Health Canada Revises Medical Device Safety Regulations
Recent changes to patient safety standards have had an impact on medical device companies looking to do business in Canada. New legislation – the 'Protecting Canadians From Unsafe Drugs Act' – has a reach that extends outside of the pharmaceutical sphere and touches on a number of areas of interest to device industry players.
Also known as 'Vanessa's Law,' after the daughter of a minister of parliament who died following a drug reaction in 2000, the scope of the legislation is primarily focused on providing Health Canada with greater power to track and remove potentially harmful products from the market.
Of particular interest to medical device companies is the renewed focus on post-market surveillance, which includes a more robust system for tracking adverse events as well as the ability for Health Canada to not only order recalls on products deemed unsafe, but to ask for companies to engage in new testing should additional risks or adverse events be reported post-market.
Transparency also plays a role in the new Act, with the requirement that clinical trial be added to a public registry, and a provision for Health Canada to share corporate information deemed to be 'confidential' with those judged to be vital to determining the safety of a medical device.
Finally, an initiative to clarify product labeling – using 'plain language' – has also been implemented.

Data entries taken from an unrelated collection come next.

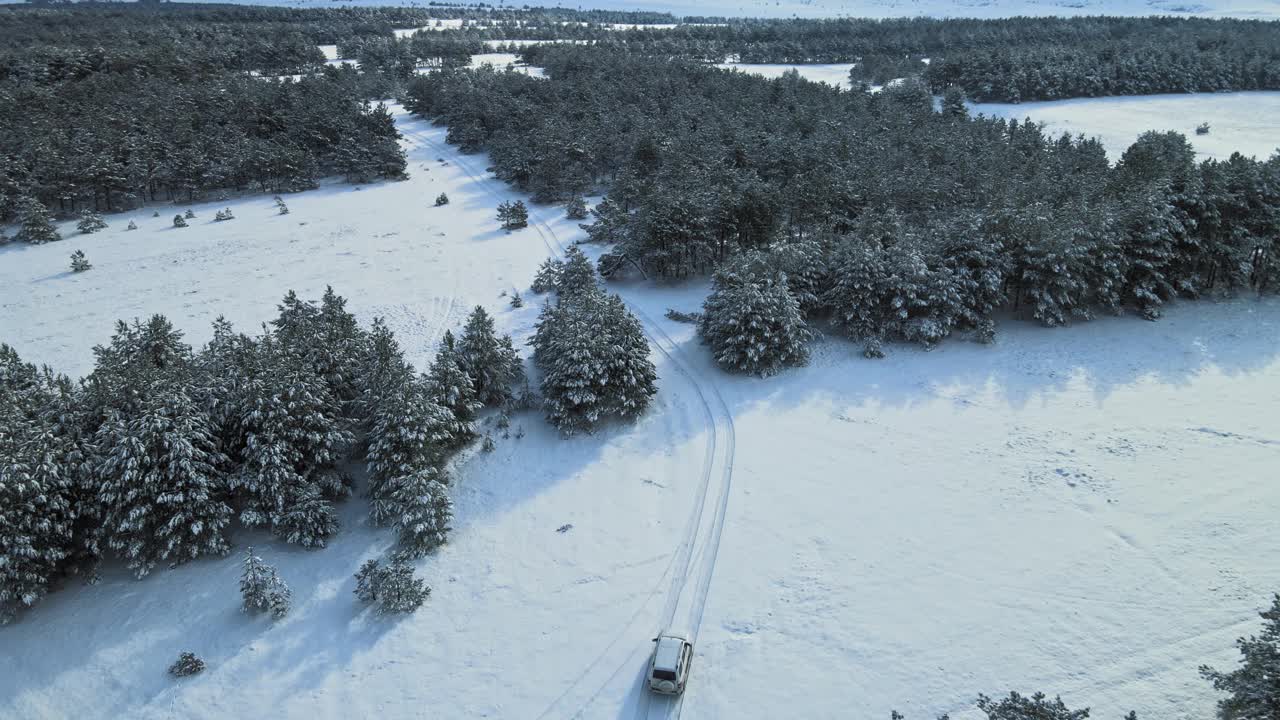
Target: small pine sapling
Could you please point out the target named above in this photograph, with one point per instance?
(400, 591)
(187, 664)
(575, 209)
(392, 587)
(261, 588)
(90, 222)
(78, 263)
(547, 277)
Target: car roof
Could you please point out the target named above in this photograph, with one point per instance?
(667, 655)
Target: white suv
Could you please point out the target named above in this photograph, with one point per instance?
(668, 668)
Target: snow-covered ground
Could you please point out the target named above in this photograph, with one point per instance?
(1240, 122)
(835, 74)
(1088, 511)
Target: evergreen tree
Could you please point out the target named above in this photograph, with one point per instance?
(292, 438)
(163, 495)
(754, 324)
(78, 263)
(90, 222)
(952, 103)
(490, 361)
(548, 276)
(594, 359)
(36, 228)
(393, 587)
(328, 340)
(1036, 707)
(39, 466)
(576, 208)
(187, 664)
(449, 386)
(410, 433)
(513, 215)
(1253, 688)
(261, 588)
(424, 510)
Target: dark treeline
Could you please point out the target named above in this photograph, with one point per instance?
(152, 456)
(993, 60)
(901, 222)
(105, 108)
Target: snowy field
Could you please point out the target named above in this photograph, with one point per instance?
(1088, 511)
(1240, 122)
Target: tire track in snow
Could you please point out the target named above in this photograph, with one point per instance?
(720, 447)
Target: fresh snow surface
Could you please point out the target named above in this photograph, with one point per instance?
(1239, 122)
(1087, 511)
(835, 74)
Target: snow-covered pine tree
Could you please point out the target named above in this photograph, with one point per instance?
(187, 664)
(594, 360)
(423, 510)
(393, 587)
(576, 208)
(1151, 229)
(449, 386)
(161, 491)
(329, 340)
(576, 273)
(1253, 688)
(37, 227)
(368, 580)
(753, 323)
(490, 361)
(398, 591)
(513, 215)
(1034, 707)
(632, 378)
(854, 295)
(410, 432)
(952, 103)
(547, 277)
(293, 438)
(90, 222)
(261, 587)
(39, 468)
(78, 263)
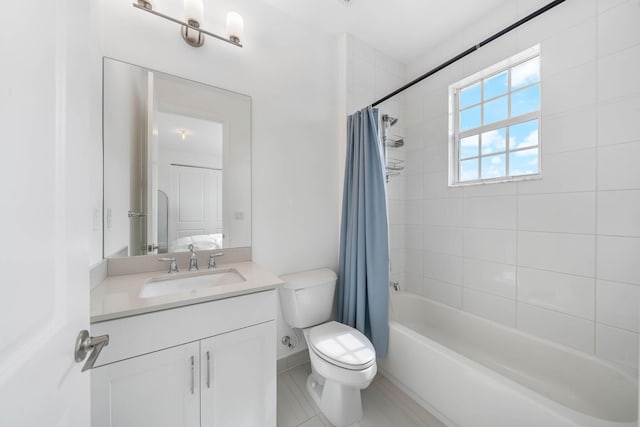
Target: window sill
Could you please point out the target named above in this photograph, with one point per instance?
(497, 180)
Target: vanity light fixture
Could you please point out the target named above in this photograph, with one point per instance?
(191, 30)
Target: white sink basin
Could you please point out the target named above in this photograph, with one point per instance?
(158, 286)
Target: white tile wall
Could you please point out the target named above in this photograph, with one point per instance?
(617, 166)
(619, 213)
(558, 256)
(568, 213)
(617, 345)
(561, 252)
(498, 309)
(490, 245)
(619, 305)
(569, 330)
(561, 292)
(491, 277)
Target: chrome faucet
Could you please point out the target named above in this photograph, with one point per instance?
(212, 259)
(173, 267)
(193, 260)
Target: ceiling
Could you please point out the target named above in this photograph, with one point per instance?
(202, 137)
(402, 29)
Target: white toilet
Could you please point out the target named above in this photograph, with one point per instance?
(343, 361)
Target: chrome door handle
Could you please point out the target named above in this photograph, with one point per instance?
(193, 374)
(208, 370)
(132, 214)
(85, 344)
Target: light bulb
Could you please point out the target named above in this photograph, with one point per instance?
(193, 12)
(235, 27)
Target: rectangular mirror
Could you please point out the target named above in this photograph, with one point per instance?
(177, 164)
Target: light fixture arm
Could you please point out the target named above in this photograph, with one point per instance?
(186, 28)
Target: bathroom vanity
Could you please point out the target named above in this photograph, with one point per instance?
(190, 355)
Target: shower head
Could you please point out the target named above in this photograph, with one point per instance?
(394, 142)
(390, 121)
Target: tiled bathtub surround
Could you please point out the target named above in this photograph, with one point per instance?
(558, 257)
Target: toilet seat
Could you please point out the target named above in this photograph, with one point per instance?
(342, 346)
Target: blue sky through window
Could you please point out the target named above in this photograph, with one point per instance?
(486, 152)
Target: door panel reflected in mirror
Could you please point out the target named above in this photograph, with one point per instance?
(177, 164)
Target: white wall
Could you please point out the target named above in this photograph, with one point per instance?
(290, 72)
(557, 257)
(126, 114)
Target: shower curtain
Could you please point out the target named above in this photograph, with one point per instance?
(363, 280)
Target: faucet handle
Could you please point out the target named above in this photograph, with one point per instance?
(173, 266)
(212, 259)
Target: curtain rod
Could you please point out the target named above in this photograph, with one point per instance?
(471, 50)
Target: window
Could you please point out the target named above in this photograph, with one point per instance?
(495, 122)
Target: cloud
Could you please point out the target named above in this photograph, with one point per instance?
(526, 73)
(493, 141)
(528, 141)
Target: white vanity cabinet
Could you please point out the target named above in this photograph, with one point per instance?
(158, 389)
(211, 364)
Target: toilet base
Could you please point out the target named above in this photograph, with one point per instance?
(341, 405)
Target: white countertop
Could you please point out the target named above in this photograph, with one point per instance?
(118, 296)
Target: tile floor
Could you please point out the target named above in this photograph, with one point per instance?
(384, 405)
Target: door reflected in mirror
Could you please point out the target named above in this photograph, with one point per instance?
(177, 164)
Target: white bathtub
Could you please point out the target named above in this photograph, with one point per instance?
(472, 372)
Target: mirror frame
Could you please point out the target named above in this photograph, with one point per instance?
(102, 118)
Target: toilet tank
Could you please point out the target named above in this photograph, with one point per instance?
(307, 297)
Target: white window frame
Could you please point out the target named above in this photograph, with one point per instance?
(455, 136)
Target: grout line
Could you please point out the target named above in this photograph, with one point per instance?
(595, 243)
(540, 307)
(517, 237)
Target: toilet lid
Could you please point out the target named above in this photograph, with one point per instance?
(342, 345)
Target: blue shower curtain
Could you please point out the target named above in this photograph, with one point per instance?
(363, 280)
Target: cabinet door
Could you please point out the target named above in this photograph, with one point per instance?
(239, 378)
(160, 389)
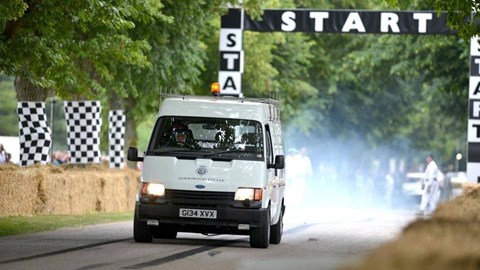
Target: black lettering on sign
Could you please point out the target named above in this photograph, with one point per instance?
(231, 38)
(350, 21)
(477, 89)
(230, 61)
(474, 109)
(229, 84)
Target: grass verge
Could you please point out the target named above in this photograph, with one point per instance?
(15, 225)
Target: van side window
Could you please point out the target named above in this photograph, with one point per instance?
(268, 144)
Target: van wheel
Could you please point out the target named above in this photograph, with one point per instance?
(141, 231)
(277, 230)
(162, 233)
(260, 236)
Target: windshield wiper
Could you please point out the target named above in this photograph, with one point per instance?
(225, 152)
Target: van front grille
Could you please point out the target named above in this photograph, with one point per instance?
(199, 197)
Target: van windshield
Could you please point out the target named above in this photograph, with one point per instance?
(207, 137)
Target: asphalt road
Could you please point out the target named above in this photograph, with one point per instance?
(315, 238)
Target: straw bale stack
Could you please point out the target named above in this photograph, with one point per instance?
(66, 189)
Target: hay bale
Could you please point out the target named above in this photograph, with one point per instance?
(66, 189)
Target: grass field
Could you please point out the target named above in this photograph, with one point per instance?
(450, 239)
(21, 224)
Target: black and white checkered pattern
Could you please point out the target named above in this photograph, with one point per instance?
(84, 121)
(116, 135)
(35, 135)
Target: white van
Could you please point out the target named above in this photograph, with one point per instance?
(214, 165)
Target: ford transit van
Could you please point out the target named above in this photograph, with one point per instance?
(214, 165)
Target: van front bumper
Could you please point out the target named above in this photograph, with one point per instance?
(226, 221)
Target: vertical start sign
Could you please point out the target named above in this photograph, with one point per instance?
(473, 158)
(231, 53)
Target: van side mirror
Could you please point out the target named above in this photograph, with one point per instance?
(279, 162)
(132, 154)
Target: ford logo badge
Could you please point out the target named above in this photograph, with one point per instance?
(202, 170)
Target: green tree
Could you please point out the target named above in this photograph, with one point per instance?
(8, 105)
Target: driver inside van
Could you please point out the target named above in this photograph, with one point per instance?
(181, 137)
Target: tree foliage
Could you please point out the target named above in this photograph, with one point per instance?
(408, 92)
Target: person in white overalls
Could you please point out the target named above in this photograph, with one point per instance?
(430, 187)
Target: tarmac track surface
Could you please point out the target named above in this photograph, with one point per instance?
(316, 238)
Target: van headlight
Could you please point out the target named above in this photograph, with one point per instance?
(152, 189)
(252, 194)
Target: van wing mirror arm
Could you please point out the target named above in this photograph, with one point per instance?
(132, 154)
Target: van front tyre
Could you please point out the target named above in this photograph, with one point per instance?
(260, 236)
(277, 230)
(141, 232)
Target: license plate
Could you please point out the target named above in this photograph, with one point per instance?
(197, 213)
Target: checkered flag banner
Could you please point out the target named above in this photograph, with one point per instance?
(84, 121)
(116, 138)
(35, 135)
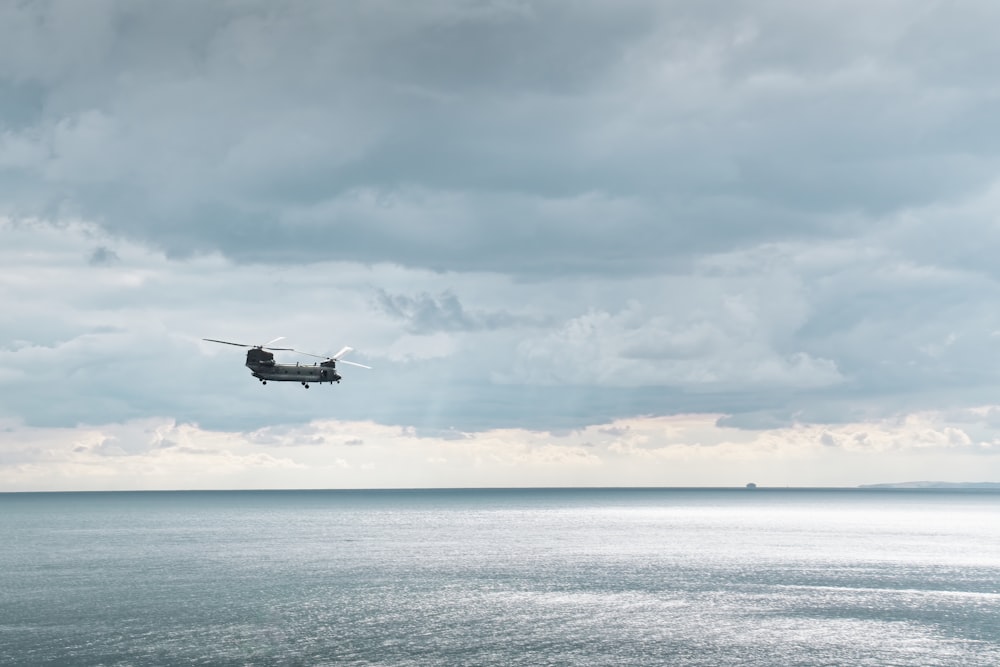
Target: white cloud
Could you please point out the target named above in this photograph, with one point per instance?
(684, 450)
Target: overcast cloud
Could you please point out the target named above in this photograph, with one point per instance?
(536, 220)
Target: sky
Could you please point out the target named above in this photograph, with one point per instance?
(642, 242)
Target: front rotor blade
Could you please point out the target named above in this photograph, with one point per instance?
(318, 356)
(226, 342)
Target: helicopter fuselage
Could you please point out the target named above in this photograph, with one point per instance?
(262, 366)
(294, 372)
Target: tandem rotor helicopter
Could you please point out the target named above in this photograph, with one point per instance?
(261, 364)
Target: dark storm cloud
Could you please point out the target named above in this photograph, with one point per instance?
(532, 137)
(569, 211)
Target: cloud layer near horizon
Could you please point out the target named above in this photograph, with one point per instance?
(525, 214)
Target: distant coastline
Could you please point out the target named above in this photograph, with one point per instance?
(933, 485)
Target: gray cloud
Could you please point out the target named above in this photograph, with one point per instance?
(102, 256)
(567, 212)
(535, 138)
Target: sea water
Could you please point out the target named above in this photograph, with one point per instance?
(501, 577)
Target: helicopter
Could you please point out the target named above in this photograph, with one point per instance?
(261, 363)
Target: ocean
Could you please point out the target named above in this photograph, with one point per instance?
(501, 577)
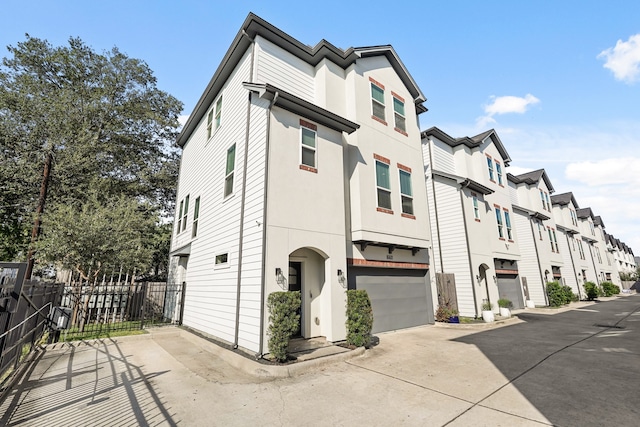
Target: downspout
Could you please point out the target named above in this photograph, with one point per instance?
(435, 208)
(263, 283)
(573, 265)
(595, 271)
(242, 205)
(466, 236)
(535, 244)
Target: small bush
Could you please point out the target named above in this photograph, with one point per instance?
(505, 303)
(284, 321)
(444, 313)
(359, 318)
(610, 289)
(556, 294)
(592, 290)
(569, 296)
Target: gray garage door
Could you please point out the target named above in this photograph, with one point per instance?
(399, 298)
(509, 287)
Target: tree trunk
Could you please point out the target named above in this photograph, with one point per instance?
(35, 232)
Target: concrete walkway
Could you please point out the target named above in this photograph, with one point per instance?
(575, 366)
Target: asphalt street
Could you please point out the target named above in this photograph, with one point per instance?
(576, 366)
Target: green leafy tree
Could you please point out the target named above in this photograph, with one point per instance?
(98, 236)
(74, 121)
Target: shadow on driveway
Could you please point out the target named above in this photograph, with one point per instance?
(68, 381)
(579, 367)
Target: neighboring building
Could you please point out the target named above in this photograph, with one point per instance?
(301, 170)
(542, 261)
(475, 244)
(571, 247)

Health warnings must be clearly identified on product packaging, and companies are required to differentiate their packaging and naming from other medical devices in order to avoid the risk of confusion between two different treatments.
The cost of non-compliance with these new Canadian medical device regulations can be high. A new system of penalties associated with marketing products deemed to be unsafe now includes jail time, as well as fines topping out at $5 million per day - an increase that is 1000 times greater than the previous maximum fine.